A while back a yoga teacher of mine spoke about duty. It was in reference to our dharma. In Hinduism dharma refers to the law that governs the universe, our personal conduct and the essential function or nature of a thing. It also refers to the sacred duty we need to play within society. I didn’t like the idea back then—my heart has always lent towards the revolutionary, the rebel, and I couldn’t fully comprehend the notion of having some large-scale obligation to make to society.
Now I realise I had it all wrong and that many of us have it all wrong. Our modern day conception of duty is at direct loggerheads with our modern day concept of happiness—which is hedonic in nature. Today we think of happiness as a fleeting emotion. A moment of pleasure, perhaps a moment of fulfilled desire. Happiness is gleeful, joyful, ecstatic, quick and fast. There is an ephemeral quality to it that lifts you up rather than tying you down—and duty is quite the opposite.
In effect, we shrink from our so called duties. We fear them. We fear the concrete choice, the need to stay and fulfill something, and the potential sacrifice we might need to make to accomplish said duty.
What’s in it for me? How will this further me? What will I get out of it? Will it make me happy? You might surmise that you’ll unlikely be happy as a result of conducting your duty, because it’s selfless not self serving.
Contrary to this thinking, I can tell you that duty, obligation, is one of the key ingredients for happiness. Albert Camus wrote:
“If you want happiness for an hour—take a nap.’
If you want happiness for a day—go fishing.
If you want happiness for a year—inherit a fortune.
If you want happiness for a lifetime—help someone else.”
Yes, if you are seeking lasting happiness, you might need to seek duty not shrink from it. Most contemporary happiness studies show that duty is very much part of leading a happy life. In the 100 simple secrets of Happy People, David Niven writes:
“Giving help is a win-win situation, so take the time to pay attention to your surroundings and offer the help that you can. It could be as simple as making a habit of holding the door open for the person coming in behind you. It’s a gesture of friendliness and makes another person feel better and makes you feel good about yourself.”

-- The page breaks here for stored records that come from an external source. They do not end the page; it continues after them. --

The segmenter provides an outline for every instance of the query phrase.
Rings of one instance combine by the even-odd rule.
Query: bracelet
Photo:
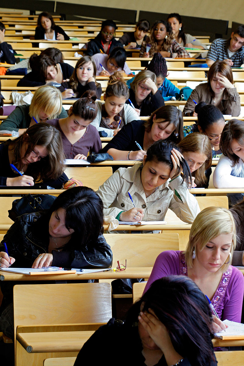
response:
[[[128,153],[127,156],[127,160],[129,160],[129,153],[132,152],[132,150],[131,150],[131,151],[129,151],[129,152]]]
[[[176,363],[174,363],[173,365],[171,365],[171,366],[177,366],[177,365],[180,365],[180,363],[181,363],[183,361],[183,359],[181,358],[181,360],[179,360],[177,362],[176,362]]]

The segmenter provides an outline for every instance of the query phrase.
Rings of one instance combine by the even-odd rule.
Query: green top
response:
[[[29,104],[18,106],[7,119],[3,121],[0,124],[0,130],[6,130],[18,132],[19,128],[27,128],[31,119],[29,116]],[[57,118],[65,118],[67,117],[68,117],[67,112],[62,107],[61,113]]]

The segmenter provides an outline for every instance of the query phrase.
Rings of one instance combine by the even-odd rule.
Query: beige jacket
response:
[[[144,209],[145,221],[164,220],[170,208],[183,221],[192,223],[200,210],[186,185],[181,185],[182,178],[178,177],[171,182],[169,179],[146,198],[140,179],[140,166],[136,164],[131,168],[120,168],[99,187],[97,193],[103,202],[104,215],[116,217],[121,211],[133,208],[128,195],[129,192],[136,207]]]

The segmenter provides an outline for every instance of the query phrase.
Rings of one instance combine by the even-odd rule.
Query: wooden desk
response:
[[[28,353],[79,352],[94,330],[19,333],[17,341]]]
[[[152,235],[153,234],[152,234]],[[81,280],[108,280],[121,278],[149,278],[152,271],[152,267],[127,267],[124,271],[116,272],[110,271],[95,272],[91,273],[77,274],[38,274],[29,276],[20,273],[10,273],[0,270],[0,281],[80,281]]]

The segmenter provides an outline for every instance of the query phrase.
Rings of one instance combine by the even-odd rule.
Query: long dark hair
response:
[[[128,326],[134,323],[141,306],[142,311],[153,310],[167,328],[175,350],[191,365],[203,366],[215,361],[210,308],[192,280],[171,276],[155,281],[129,310]]]
[[[21,156],[21,147],[23,143],[27,143],[25,156]],[[64,155],[63,149],[61,134],[53,126],[48,123],[35,124],[19,137],[8,143],[13,150],[13,164],[21,168],[21,159],[28,156],[37,145],[45,146],[48,154],[39,161],[30,165],[31,175],[34,180],[56,179],[64,169]]]
[[[99,196],[87,187],[70,188],[54,201],[49,210],[50,216],[59,208],[66,211],[66,228],[74,230],[72,240],[63,247],[77,249],[79,243],[79,247],[84,248],[89,242],[94,244],[103,228],[103,204]]]
[[[164,105],[153,112],[149,119],[144,123],[145,130],[150,132],[153,124],[153,116],[156,119],[165,120],[165,122],[173,123],[175,126],[175,130],[168,137],[167,140],[179,142],[184,138],[183,132],[183,116],[182,112],[175,105]]]
[[[151,145],[147,151],[147,157],[145,163],[152,161],[153,160],[158,163],[163,163],[168,165],[171,171],[174,166],[171,159],[171,150],[173,149],[175,149],[178,151],[180,151],[179,148],[173,143],[165,141],[164,140],[159,140]],[[184,158],[182,158],[181,159],[180,165],[182,169],[182,175],[183,179],[181,184],[183,184],[184,182],[188,182],[189,179],[191,179],[191,174],[187,162]],[[180,170],[181,167],[178,167],[176,175],[179,174]]]

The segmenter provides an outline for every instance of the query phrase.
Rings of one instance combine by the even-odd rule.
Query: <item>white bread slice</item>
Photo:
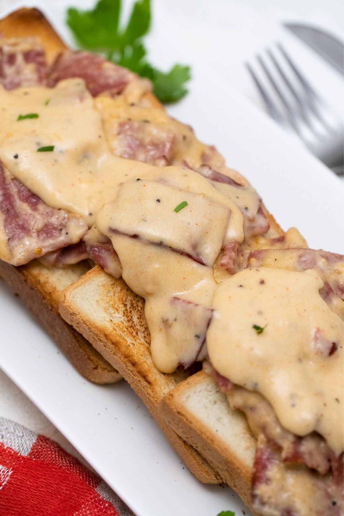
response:
[[[36,261],[13,267],[0,260],[0,278],[24,301],[83,376],[96,383],[112,383],[122,379],[118,372],[58,312],[59,293],[89,268],[86,262],[57,269]]]
[[[37,36],[45,50],[48,62],[67,48],[44,15],[37,9],[23,8],[0,20],[0,35],[5,38]],[[150,94],[156,106],[160,103]],[[12,287],[37,317],[78,372],[96,383],[111,383],[122,377],[87,342],[59,316],[59,292],[78,279],[86,266],[45,268],[38,262],[14,267],[0,261],[0,276]]]
[[[159,403],[163,395],[187,374],[177,370],[165,375],[153,364],[142,298],[123,280],[115,279],[97,266],[65,289],[60,300],[62,317],[129,382],[196,477],[205,483],[222,482],[222,477],[160,414]]]
[[[196,373],[165,395],[160,410],[250,507],[256,440],[246,416],[231,409],[215,380]]]

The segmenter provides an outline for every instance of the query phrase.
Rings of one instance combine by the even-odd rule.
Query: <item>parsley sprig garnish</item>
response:
[[[54,145],[46,145],[45,147],[39,147],[37,152],[52,152],[54,149]]]
[[[121,27],[122,0],[100,0],[90,11],[71,7],[67,22],[81,47],[99,52],[108,59],[129,68],[153,83],[153,92],[161,102],[174,102],[187,93],[190,78],[188,66],[175,64],[161,72],[146,59],[142,38],[149,30],[150,0],[137,0],[126,27]]]
[[[27,118],[38,118],[38,114],[37,113],[28,113],[27,115],[20,115],[17,121],[25,120]]]
[[[173,211],[175,212],[176,213],[178,213],[178,212],[180,212],[181,209],[183,209],[183,208],[185,208],[187,205],[188,203],[186,201],[183,201],[178,206],[176,206]]]
[[[261,326],[258,326],[256,324],[254,324],[252,328],[257,332],[257,335],[259,335],[260,333],[263,333],[264,331],[264,329],[266,328],[267,326],[267,324],[266,324],[265,326],[263,326],[262,328]]]

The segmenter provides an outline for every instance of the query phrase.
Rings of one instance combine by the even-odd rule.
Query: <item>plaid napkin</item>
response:
[[[101,478],[57,443],[3,417],[0,514],[134,516]]]

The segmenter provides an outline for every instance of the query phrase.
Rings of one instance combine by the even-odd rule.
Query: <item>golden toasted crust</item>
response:
[[[150,337],[143,312],[144,301],[122,279],[95,267],[60,294],[60,313],[122,374],[142,399],[161,429],[199,480],[223,481],[203,458],[165,421],[159,402],[170,389],[187,378],[184,370],[172,375],[159,371],[153,363]]]
[[[96,383],[112,383],[121,375],[58,312],[60,291],[88,269],[85,263],[50,269],[36,261],[16,267],[0,260],[0,277],[24,301],[78,372]]]
[[[166,394],[159,408],[250,506],[256,440],[245,416],[231,410],[214,379],[200,371]]]
[[[5,38],[39,37],[50,62],[67,47],[44,15],[37,9],[24,8],[0,20],[0,35]],[[84,273],[88,269],[82,266]],[[81,273],[77,266],[65,269],[46,269],[38,262],[15,268],[0,262],[0,275],[39,319],[75,368],[96,383],[112,383],[121,376],[86,339],[66,324],[58,314],[58,292]],[[69,279],[71,281],[69,282]]]
[[[49,62],[54,60],[58,52],[67,48],[44,15],[38,9],[24,7],[0,20],[0,33],[5,38],[37,36],[45,49]]]

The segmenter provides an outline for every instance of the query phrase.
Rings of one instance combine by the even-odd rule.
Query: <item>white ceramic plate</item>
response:
[[[12,8],[13,3],[23,4],[11,3]],[[36,5],[44,7],[44,3]],[[52,1],[46,9],[63,34],[68,3]],[[163,66],[191,61],[193,77],[191,93],[171,113],[191,124],[201,139],[216,143],[228,163],[257,188],[283,228],[297,225],[310,247],[342,249],[340,180],[204,69],[196,56],[165,38],[156,28],[151,37],[154,62]],[[184,469],[124,382],[100,386],[84,380],[3,284],[0,325],[0,366],[138,516],[216,516],[228,509],[250,514],[229,488],[202,485]]]

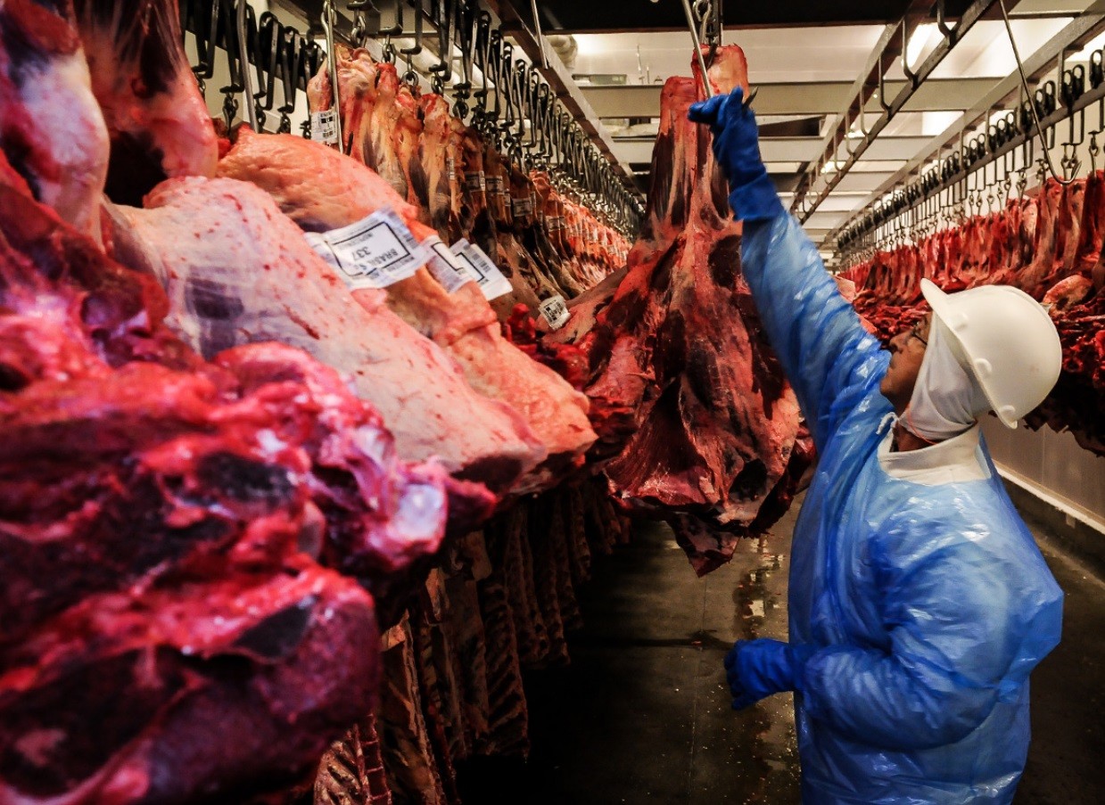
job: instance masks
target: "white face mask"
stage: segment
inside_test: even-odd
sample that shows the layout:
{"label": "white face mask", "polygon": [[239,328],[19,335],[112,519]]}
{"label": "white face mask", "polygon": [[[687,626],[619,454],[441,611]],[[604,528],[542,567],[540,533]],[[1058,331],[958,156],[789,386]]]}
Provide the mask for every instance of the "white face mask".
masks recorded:
{"label": "white face mask", "polygon": [[990,410],[982,389],[956,353],[955,337],[935,316],[909,405],[902,414],[906,430],[929,442],[958,436]]}

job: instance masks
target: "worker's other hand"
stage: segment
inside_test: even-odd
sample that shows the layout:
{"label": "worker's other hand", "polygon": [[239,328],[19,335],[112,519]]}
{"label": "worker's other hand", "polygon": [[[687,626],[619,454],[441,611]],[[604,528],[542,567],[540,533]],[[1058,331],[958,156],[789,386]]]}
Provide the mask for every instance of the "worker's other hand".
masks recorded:
{"label": "worker's other hand", "polygon": [[733,709],[793,690],[812,646],[792,646],[768,638],[737,640],[725,657],[725,676],[733,693]]}
{"label": "worker's other hand", "polygon": [[756,115],[737,87],[692,104],[687,117],[714,133],[714,157],[729,181],[729,205],[741,221],[768,221],[785,214],[775,183],[759,152]]}

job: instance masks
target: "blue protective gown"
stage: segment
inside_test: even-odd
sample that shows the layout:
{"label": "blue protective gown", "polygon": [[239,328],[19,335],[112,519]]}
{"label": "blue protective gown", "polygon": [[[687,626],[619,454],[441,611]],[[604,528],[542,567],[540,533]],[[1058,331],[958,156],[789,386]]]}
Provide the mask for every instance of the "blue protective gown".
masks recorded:
{"label": "blue protective gown", "polygon": [[1011,802],[1062,592],[985,444],[981,480],[883,469],[890,356],[798,222],[746,223],[743,271],[820,456],[790,572],[790,640],[818,647],[794,695],[802,802]]}

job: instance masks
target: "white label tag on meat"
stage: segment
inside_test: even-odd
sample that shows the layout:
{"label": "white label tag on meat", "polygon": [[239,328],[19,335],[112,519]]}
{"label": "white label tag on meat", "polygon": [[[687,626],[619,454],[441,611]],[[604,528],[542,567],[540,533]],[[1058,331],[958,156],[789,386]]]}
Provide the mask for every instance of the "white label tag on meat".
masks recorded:
{"label": "white label tag on meat", "polygon": [[449,246],[442,243],[440,237],[427,237],[422,241],[422,247],[429,254],[427,268],[430,269],[433,278],[445,289],[446,294],[455,294],[465,283],[478,282],[475,274],[449,251]]}
{"label": "white label tag on meat", "polygon": [[469,243],[462,237],[452,245],[451,250],[464,264],[464,267],[475,276],[480,290],[483,292],[484,298],[488,301],[514,290],[511,287],[511,280],[503,276],[503,272],[491,262],[491,257],[484,254],[480,246]]}
{"label": "white label tag on meat", "polygon": [[337,113],[334,109],[324,109],[311,115],[311,139],[325,142],[328,146],[338,144],[338,121]]}
{"label": "white label tag on meat", "polygon": [[484,172],[482,170],[473,171],[471,173],[465,173],[464,184],[465,187],[467,187],[469,190],[471,190],[474,193],[475,192],[482,193],[487,190],[487,180],[484,177]]}
{"label": "white label tag on meat", "polygon": [[559,294],[550,296],[538,308],[541,311],[541,316],[545,317],[545,320],[549,322],[549,327],[554,330],[559,330],[571,318],[571,314],[568,313],[568,306],[565,305],[564,297]]}
{"label": "white label tag on meat", "polygon": [[423,247],[390,209],[324,235],[308,233],[307,243],[354,290],[386,288],[427,262]]}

Niven goes on to quote a study conducted by Williams, Haber, Weaver and Freeman in 1998 on happiness, “Life satisfaction was found to improve 24 percent with the level of altruistic activity.” Duty and altruism often sit hand-in-hand.
That’s a whole quarter of your happiness level advanced by living in an altruistic, duty-bound manner. Mackay similarly writes (The Good Life, 2013):
“The history of the human race tells us that communities survive when the cooperative aspects of our nature prevail. Having evolved as social creatures who typically thrive in familial and other communal groupings, we are born to relate to each other and to foster communities by acknowledging and responding to each others needs.”
Most ancient wisdom and spiritual teaching would also indicate that living with a sense of duty, purpose and altruism will lead towards a greater sense of fulfillment.
My daughter taught me that duties can be sacred. She taught me that selflessness and care for another human being in particular can be a beautiful thing. It creates a sense of interconnectedness, from myself to her, but also myself to greater humanity. Those that have come before me and will come after me. It reinforced my every day humanity—often lost in a modern society. Somehow it made me real, concrete, whole and happy.
It took a long time to realize that my duty was indeed “sacred” and that helping others and conducting my own civic duty not only imbued me with a sense of happiness but also made me feel complete—the human being I wanted to be. So don’t be afraid of duty. Make it your friend instead.